Table limits record retrieval to 11,000 records in a table that has more than that

Barry_Schnell · June 17, 2016, 6:06am

I have a table that will have millions of rows. I built a stock Tab page for the object and started clicking “load more.” Unfortunately, when the record count got to 11,000, the load more button disappeared and there was no indication that more records were available.

I can understand that there are some reasons why limiting the number of records in memory in a model would be desirable. That said, having no indication that there is more could lead to business decisions being made (e.g. think Inventory tables) that would be wrong (e.g. oh, we must not have any more widgets, time to go buy some).

Questions:
1) Why did it stop allowing rows to be retrieved
2) Why did it not give any indication that there are more records even if it wouldn’t allow more to be retrieved?

Steps to reproduce
1) Put a lot of records in any object (e.g. hundred thousand or so)
2) Build a stock tab page for the object
3) Preview page
4) click load more

Expected Behavior
All records in object are available for loading OR at least some indication that there is still more out there

Actual Behavior
Only 11,000 records are available and NO indication that there are more

Thanks!

JD_Bell · June 17, 2016, 7:09pm

Skuid uses SOQL’s OFFSET keyword to handle pagination, but there are limits on how many records we can offset. These limits are mentioned in Skuid’s Table Export documentation.

I agree, however, that we could do a better job reporting when we’ve hit those limits. Obviously, Skuid is a presentation layer, and so is ill-suited for arbitrarily large ETL-like tasks. If your users need to download more than the current limits, it’d be better to use a tool with higher memory and computational limits than that of a browser.

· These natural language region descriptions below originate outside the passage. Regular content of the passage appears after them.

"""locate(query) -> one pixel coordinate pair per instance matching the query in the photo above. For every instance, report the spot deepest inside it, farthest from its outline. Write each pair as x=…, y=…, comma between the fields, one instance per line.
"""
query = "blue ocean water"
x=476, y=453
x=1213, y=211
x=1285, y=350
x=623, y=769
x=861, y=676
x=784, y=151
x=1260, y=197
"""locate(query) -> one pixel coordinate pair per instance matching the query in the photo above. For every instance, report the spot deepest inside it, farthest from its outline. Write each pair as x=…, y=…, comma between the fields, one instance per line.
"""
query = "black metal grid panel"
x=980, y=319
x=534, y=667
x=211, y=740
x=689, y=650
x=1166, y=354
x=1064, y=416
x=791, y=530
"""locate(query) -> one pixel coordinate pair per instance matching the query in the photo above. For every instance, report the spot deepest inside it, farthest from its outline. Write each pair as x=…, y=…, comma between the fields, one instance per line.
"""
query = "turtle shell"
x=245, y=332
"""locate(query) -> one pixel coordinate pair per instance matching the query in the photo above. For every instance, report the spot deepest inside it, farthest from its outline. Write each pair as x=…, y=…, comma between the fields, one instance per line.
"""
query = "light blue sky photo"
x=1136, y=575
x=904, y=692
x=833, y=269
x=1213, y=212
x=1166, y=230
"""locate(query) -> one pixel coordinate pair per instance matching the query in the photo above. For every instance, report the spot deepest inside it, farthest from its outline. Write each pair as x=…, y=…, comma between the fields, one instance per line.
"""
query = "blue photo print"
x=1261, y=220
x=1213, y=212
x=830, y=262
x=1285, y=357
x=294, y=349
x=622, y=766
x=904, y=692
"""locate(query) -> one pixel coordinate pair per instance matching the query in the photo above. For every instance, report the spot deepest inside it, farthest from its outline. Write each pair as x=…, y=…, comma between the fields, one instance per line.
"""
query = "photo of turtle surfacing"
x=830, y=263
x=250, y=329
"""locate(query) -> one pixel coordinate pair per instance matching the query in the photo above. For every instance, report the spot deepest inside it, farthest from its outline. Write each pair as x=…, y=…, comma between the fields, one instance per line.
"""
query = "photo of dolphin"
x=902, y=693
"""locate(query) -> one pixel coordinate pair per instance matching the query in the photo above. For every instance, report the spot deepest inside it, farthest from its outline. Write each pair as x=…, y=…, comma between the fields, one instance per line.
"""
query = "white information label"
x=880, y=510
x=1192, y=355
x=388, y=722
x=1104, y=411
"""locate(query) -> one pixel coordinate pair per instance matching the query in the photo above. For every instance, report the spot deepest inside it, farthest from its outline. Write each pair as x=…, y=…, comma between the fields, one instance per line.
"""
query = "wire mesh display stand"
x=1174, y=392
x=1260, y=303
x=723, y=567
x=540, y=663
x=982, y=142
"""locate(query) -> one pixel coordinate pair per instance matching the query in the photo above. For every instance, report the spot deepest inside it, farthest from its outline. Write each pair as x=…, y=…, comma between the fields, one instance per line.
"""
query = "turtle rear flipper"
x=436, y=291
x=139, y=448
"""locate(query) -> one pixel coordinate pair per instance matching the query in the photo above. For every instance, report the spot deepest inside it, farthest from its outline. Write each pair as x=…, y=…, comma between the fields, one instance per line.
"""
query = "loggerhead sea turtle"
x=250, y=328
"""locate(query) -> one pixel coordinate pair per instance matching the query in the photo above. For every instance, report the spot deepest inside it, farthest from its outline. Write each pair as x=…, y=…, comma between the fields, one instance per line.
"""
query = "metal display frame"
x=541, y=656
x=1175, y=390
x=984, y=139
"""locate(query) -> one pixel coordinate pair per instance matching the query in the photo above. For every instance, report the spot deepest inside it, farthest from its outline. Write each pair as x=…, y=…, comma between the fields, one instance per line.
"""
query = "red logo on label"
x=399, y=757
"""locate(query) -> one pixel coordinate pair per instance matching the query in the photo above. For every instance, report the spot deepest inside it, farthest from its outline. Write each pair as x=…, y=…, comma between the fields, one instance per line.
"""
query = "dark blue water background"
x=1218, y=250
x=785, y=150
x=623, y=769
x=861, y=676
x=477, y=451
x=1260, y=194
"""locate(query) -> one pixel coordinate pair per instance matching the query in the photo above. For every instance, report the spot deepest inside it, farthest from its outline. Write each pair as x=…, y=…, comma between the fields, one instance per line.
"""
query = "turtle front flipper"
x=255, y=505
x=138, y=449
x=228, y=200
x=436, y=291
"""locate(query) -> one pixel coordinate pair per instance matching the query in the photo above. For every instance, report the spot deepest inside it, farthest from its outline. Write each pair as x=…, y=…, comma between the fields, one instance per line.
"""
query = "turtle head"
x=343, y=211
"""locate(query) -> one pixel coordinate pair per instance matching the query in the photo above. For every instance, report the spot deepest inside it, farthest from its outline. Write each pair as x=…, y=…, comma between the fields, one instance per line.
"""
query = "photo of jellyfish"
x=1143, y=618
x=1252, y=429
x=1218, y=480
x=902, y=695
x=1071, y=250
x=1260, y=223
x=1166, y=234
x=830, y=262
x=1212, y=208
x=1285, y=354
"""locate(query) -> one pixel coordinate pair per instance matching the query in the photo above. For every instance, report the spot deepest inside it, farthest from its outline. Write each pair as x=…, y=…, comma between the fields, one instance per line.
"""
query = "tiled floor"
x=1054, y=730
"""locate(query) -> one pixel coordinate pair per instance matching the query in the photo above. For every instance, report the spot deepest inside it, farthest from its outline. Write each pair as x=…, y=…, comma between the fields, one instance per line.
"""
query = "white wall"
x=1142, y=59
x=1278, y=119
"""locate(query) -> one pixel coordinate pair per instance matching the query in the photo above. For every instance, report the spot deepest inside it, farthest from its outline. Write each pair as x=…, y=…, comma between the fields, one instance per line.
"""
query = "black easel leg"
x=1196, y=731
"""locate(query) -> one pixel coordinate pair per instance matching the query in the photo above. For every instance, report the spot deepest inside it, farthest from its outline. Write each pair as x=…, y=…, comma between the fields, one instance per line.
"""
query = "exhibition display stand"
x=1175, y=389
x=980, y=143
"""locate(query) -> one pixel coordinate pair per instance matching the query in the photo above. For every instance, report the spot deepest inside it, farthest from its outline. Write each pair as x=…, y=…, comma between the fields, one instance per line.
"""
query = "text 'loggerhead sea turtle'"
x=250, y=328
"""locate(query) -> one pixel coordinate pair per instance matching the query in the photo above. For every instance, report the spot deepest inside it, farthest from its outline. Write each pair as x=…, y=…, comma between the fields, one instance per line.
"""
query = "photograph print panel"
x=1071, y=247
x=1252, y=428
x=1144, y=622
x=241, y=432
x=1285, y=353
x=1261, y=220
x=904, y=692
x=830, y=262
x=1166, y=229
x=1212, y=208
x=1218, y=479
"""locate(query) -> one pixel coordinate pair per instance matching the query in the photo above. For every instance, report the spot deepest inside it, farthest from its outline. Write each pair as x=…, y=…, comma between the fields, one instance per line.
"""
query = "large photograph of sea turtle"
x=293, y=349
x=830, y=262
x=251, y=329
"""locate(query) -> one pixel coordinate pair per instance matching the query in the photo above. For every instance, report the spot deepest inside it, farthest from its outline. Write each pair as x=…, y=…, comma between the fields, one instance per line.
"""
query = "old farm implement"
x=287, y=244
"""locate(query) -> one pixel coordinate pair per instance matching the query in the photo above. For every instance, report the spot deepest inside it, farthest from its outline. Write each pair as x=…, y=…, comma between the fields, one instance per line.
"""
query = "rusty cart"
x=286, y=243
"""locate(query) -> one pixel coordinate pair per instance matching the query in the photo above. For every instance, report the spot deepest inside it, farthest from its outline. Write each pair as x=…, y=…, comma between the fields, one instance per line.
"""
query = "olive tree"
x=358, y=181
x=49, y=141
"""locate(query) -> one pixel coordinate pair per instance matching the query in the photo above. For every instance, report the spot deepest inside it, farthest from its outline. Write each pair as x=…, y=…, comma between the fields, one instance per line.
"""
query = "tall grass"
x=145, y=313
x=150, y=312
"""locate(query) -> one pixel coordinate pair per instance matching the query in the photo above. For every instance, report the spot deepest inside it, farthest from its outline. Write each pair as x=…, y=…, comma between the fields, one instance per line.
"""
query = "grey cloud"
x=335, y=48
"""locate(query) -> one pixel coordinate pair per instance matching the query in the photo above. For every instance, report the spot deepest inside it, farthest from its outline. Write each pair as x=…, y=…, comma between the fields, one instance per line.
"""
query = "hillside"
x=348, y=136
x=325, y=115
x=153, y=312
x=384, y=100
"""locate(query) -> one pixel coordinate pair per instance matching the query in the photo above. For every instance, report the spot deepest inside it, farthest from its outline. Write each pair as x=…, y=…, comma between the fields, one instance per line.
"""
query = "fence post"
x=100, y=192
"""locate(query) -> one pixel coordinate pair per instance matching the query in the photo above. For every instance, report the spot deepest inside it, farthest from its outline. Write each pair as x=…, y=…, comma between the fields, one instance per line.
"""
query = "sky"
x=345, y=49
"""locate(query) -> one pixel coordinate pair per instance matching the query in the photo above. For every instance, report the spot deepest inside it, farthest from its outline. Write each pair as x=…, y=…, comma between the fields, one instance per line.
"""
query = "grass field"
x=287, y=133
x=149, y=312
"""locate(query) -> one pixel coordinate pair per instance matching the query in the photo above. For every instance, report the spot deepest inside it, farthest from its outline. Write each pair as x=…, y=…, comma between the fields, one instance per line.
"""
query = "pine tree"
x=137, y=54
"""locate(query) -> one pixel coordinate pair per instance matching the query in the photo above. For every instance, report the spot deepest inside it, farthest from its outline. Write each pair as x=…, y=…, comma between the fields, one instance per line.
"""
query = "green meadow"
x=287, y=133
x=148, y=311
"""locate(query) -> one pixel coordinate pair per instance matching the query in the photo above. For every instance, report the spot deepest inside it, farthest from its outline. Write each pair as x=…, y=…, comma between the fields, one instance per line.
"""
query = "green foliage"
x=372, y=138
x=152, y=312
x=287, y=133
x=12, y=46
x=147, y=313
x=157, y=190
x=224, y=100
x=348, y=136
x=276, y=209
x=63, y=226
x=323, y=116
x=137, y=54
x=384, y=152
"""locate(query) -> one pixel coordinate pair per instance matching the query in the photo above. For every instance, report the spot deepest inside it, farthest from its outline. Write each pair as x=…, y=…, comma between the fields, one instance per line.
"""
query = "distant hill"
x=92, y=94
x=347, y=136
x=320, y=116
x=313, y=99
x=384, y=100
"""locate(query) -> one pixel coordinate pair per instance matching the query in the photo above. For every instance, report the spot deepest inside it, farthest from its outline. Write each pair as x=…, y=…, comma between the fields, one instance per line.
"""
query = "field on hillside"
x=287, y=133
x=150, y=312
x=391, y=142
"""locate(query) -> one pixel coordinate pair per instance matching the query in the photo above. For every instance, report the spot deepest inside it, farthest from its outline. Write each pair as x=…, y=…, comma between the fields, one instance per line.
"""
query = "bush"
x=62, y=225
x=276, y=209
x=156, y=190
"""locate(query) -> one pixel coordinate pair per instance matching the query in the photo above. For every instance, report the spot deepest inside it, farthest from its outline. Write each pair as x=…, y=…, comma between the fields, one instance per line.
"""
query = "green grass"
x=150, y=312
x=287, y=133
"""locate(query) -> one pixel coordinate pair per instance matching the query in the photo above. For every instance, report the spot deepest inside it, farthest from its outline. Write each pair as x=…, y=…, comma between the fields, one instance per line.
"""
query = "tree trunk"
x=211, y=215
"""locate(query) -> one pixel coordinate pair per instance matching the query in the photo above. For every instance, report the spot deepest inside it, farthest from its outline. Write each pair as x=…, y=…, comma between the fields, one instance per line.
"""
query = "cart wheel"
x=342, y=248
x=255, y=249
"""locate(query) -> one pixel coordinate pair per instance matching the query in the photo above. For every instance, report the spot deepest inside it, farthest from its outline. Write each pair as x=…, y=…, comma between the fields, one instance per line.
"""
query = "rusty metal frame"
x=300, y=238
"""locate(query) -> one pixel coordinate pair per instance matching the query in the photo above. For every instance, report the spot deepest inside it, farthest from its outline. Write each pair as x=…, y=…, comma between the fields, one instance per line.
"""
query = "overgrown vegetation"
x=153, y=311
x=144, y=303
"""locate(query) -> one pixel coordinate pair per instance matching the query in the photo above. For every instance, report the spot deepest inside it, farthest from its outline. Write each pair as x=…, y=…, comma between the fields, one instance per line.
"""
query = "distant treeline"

We’ll look into better error reporting in these situations.

Barry_Schnell · June 17, 2016, 7:53pm

Thanks for the reply and info JD.

Agreed that large datasets are better suited for ETL tools. The key here, as you mentioned, is that the user needs visibility to when they need to use an ETL tool.

If Skuid can provide information when the limit is reached and there is still more data, this would drive the user to the ETL tools to avoid the potential of making uninformed business decisions.

A few additional questions:

1) Unless I’m misunderstanding the docs, there is a limit to the number of rows retrieved in a single OFFSET statement (2000), but not the total number of rows across multiple OFFSET statement. Given that, why does Skuid stop at 10,000 (or in my repro 11,000)?

2) Given that Skuid uses OFFSET and not queryMore(), the risk of data changing while paging is potentially high. For example, OFFSET statement occurs, new records then inserted, then another OFFSET for next page. This leads to inconsistent results in the pages and potentially data that will be missed all together (missing data is a risk with queryMore as well). Is there a technical reason OFFSET was chosen over queryMore?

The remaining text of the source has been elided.